Solve $au_x+bu_y+cu=0$

Question

I am asked to solve $$au_x+bu_y+cu=0$$ I am tempted to first solve $au_x+au_y=0$ which has characteristic lines $C=ay-bx$ and thus a solution to this is given by $$u(x,y)=f(ay-bx)$$ where $f$ is an arbitrary function. Then substituting back into the original equation yields $$au_x+bu_y+cu=0+cu=cf(ay-bx)=0$$ implying that I have merely found the trivial solution $u(x,y)=f(ay-bx)=0$.

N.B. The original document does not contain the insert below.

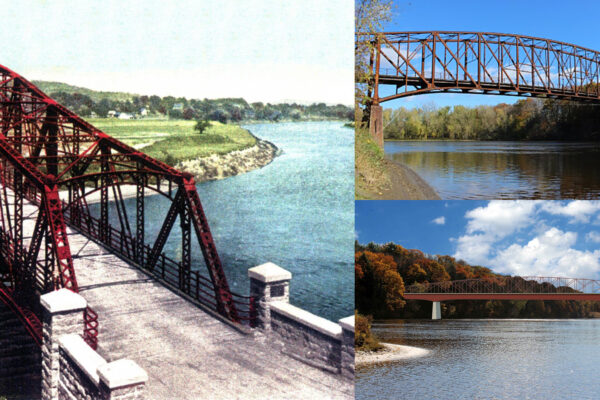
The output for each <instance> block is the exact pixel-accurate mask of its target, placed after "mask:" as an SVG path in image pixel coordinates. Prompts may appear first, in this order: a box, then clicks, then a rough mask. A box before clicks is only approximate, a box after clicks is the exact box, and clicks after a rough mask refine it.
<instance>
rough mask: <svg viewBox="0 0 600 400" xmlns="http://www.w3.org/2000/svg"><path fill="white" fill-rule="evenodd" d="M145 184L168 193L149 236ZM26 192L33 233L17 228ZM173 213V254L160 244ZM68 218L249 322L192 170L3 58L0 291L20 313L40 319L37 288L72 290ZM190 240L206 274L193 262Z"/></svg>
mask: <svg viewBox="0 0 600 400" xmlns="http://www.w3.org/2000/svg"><path fill="white" fill-rule="evenodd" d="M124 184H128V185H134V186H135V187H136V196H135V201H136V210H135V213H134V215H128V214H127V209H126V207H125V204H124V199H123V194H122V192H121V186H122V185H124ZM148 190H151V191H155V192H159V193H160V194H162V195H164V196H165V197H166V198H167V199H169V201H170V206H169V207H168V208H169V209H168V212H167V216H166V218H165V220H164V222H163V224H162V227H161V229H160V231H159V234H158V237H157V239H156V240H155V241H154V243H148V242H147V241H146V240H145V237H146V235H145V232H144V227H145V223H144V221H145V213H144V198H145V194H146V192H147V191H148ZM93 192H99V204H100V206H99V207H100V215H99V216H97V217H96V216H93V215H92V214H91V213H90V208H89V206H88V204H87V198H88V196H89V195H90V194H91V193H93ZM59 193H60V194H59ZM24 199H26V200H27V201H30V202H33V203H35V204H37V205H38V207H39V208H38V213H37V217H36V222H35V228H34V231H33V233H32V235H31V237H24V235H23V220H24V215H23V202H24ZM115 215H116V216H117V217H118V218H114V216H115ZM111 216H112V217H111ZM117 219H118V221H119V223H118V226H111V225H110V223H109V221H111V220H113V221H114V220H117ZM177 220H179V225H180V228H181V249H182V251H181V260H180V261H175V260H173V259H171V258H169V255H168V254H165V253H164V252H163V249H164V246H165V243H166V242H167V239H168V238H169V236H170V232H171V230H172V228H173V226H174V224H175V222H176V221H177ZM67 223H68V224H69V225H70V226H72V227H74V228H75V229H77V230H79V231H80V232H81V233H83V234H85V235H87V236H88V237H90V238H92V239H94V240H95V241H98V242H100V243H102V244H103V245H104V246H105V247H108V248H110V249H111V250H112V251H114V252H115V253H116V254H118V255H120V256H122V257H124V258H126V259H127V260H129V261H131V262H132V263H136V264H138V265H139V266H140V267H142V268H144V269H146V270H148V271H150V272H156V271H157V270H158V269H160V271H161V273H162V276H165V271H166V270H168V271H167V272H168V273H169V274H168V275H169V276H171V277H173V278H172V279H171V280H168V279H166V278H164V279H165V280H166V281H167V283H169V284H171V285H172V286H176V287H177V288H178V289H179V290H181V291H183V292H184V293H185V294H187V295H189V296H191V297H193V298H194V299H196V300H197V301H199V302H200V303H202V304H204V305H206V306H209V307H211V308H213V309H214V310H215V311H217V312H219V313H220V314H222V315H223V316H224V317H226V318H227V319H229V320H232V321H235V322H241V321H242V320H248V321H252V320H253V316H252V315H251V314H252V313H253V299H252V298H244V297H243V296H238V295H235V294H234V293H232V292H231V291H230V288H229V285H228V283H227V279H226V276H225V273H224V271H223V267H222V265H221V261H220V258H219V255H218V253H217V249H216V247H215V244H214V241H213V237H212V235H211V232H210V228H209V225H208V220H207V218H206V216H205V215H204V211H203V208H202V204H201V202H200V198H199V196H198V193H197V191H196V187H195V183H194V179H193V177H192V176H191V175H189V174H185V173H182V172H179V171H177V170H176V169H174V168H172V167H170V166H168V165H166V164H164V163H162V162H160V161H158V160H155V159H153V158H151V157H149V156H147V155H145V154H143V153H142V152H140V151H138V150H136V149H134V148H132V147H130V146H128V145H126V144H124V143H121V142H120V141H118V140H116V139H114V138H112V137H110V136H108V135H107V134H105V133H104V132H102V131H100V130H98V129H96V128H95V127H94V126H92V125H90V124H89V123H87V122H86V121H84V120H83V119H81V118H80V117H78V116H77V115H75V114H74V113H72V112H71V111H69V110H68V109H66V108H65V107H63V106H61V105H60V104H58V103H57V102H56V101H54V100H52V99H51V98H49V97H48V96H47V95H46V94H44V93H43V92H42V91H41V90H39V89H38V88H37V87H36V86H35V85H33V84H32V83H30V82H29V81H27V80H26V79H25V78H23V77H21V76H20V75H18V74H17V73H15V72H13V71H11V70H9V69H8V68H5V67H2V66H0V258H1V259H2V261H3V262H1V263H0V289H2V293H3V294H4V295H6V296H4V297H5V298H6V297H7V296H10V297H11V298H12V299H13V300H14V302H15V304H16V305H17V306H18V307H17V306H15V307H16V308H15V307H13V309H16V310H34V311H35V312H33V314H32V313H29V312H27V311H23V312H22V313H21V314H22V315H27V316H26V318H29V319H31V318H33V317H32V315H33V316H35V315H37V316H38V317H39V307H38V303H39V296H40V295H41V294H43V293H46V292H48V291H51V290H55V289H58V288H63V287H64V288H68V289H71V290H73V291H75V292H77V291H78V289H79V287H78V283H77V278H76V274H75V269H74V266H73V259H72V256H71V250H70V247H69V240H68V235H67V230H66V224H67ZM194 237H195V240H194ZM193 243H195V244H196V245H198V246H199V247H200V249H201V250H202V254H203V257H204V263H205V265H206V268H207V270H208V271H207V272H208V273H207V275H208V277H206V276H205V275H203V274H201V273H200V272H199V271H197V270H192V265H191V263H192V260H191V246H192V245H193ZM11 304H12V303H11ZM244 307H245V309H244ZM89 312H90V313H92V311H91V310H90V311H89ZM244 313H246V315H244ZM90 315H93V314H90ZM30 325H31V326H38V324H37V323H36V322H35V321H34V322H33V323H32V324H30ZM96 328H97V324H96ZM32 330H33V329H32Z"/></svg>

So far the book I am using has only explained the method of characteristic equations and I have solved various difficult ones like $\sqrt{1-x^2}u_x+u_y=0$. So I am guessing that I should be able to solve $au_x+bu_y+cu=0$ using this method combined with maybe some clever thinking. I might be able to use the fact that the directional derivative of $u$ along the lines $C=ay-bx$ is $-cu$ and so maybe along these lines $u=e^{-cf(ay-bx)}$ or something. If anyone has any suggestions I would be thankful.

Answer 1

Make a change of variables $$ t = bx + ay \\ p = bx - ay $$ So $$ u_x = b(u_t + u_p) \\ u_y = a(u_t - u_p) $$ After substituting in PDE $$ ab(u_t + u_p) + ab(u_t - u_p) + cu = 2ab\ u_t + cu = 0 $$ It can be easily integrated $$ \frac {u_t}u = -\frac c{2ab} \\ \ln u = -\frac c{2ab}t+f(p) \\ u = F(p)e^{-\frac c{2ab}t} $$ or, in initial variables $$ u = F(bx-ay)e^{-\frac c{2ab}(bx+ay)} $$ where $F(x) = e^{f(x)}$

Update

If you use $$ t = ax + by \\ p = bx - ay \\ $$ so equation is $$ (a^2+b^2)u_t + cu = 0 \\ \ln u = -\frac c{a^2+b^2}t \\ u = F(p)e^{-\frac {ct}{a^2+b^2}} \\ u = F(bx - ay)e^{-\frac c{a^2+b^2} (ax + by)} $$ which is also a solution.

Answer 2

let $v(x,y)=e^{cx}u(x,y)$ and compute $v_x,v_y$ then we have$$v_x+v_y=0$$ by geometric method we have$$ v(x,y)=e^{\frac{-c}{a}}f(y-x)$$ easily conclude $$u(x,y)=e^{\frac{-c}{a}}f(\frac{y}{b}-\frac{x}{a})$$

Answer 3

Generally, your idea is correct. However, some implication is need. We need to parametrize the characteristic curve with parameter r. Change the original equation to $\frac{du}{dr}+cu=0$ with $$y=br$$ $$x=ar+c_0$$ where $c_0$ denote which characteristic line we are focus on. Second, use separation of variable to solve it. $$\frac{du}{u}=-cdr$$ $$ln|u|=-cr+c_1$$ $$u=\pm e^{c_1}e^{-cr}$$ Actually, $c_1$ depends on which characteristic line we are studying. Therefore, $e^{c_1}$ can be seen as a constant depending on $c_0=by-ax$, written as $F(by-ax)$. Substitute $r$ with $r=\frac{y}{b}$ we got the solution $u=e^{-\frac{c}{b}y}F(bx-ay)$. PS:It may differ with other solutions by some function of $bx-ay$. Say $u=e^{-\frac{c}{b}y}f(bx-ay)\cdot e^{-\frac{bx-ay}{2ab}}=e^{-\frac{c}{2ab}(bx+ay)}$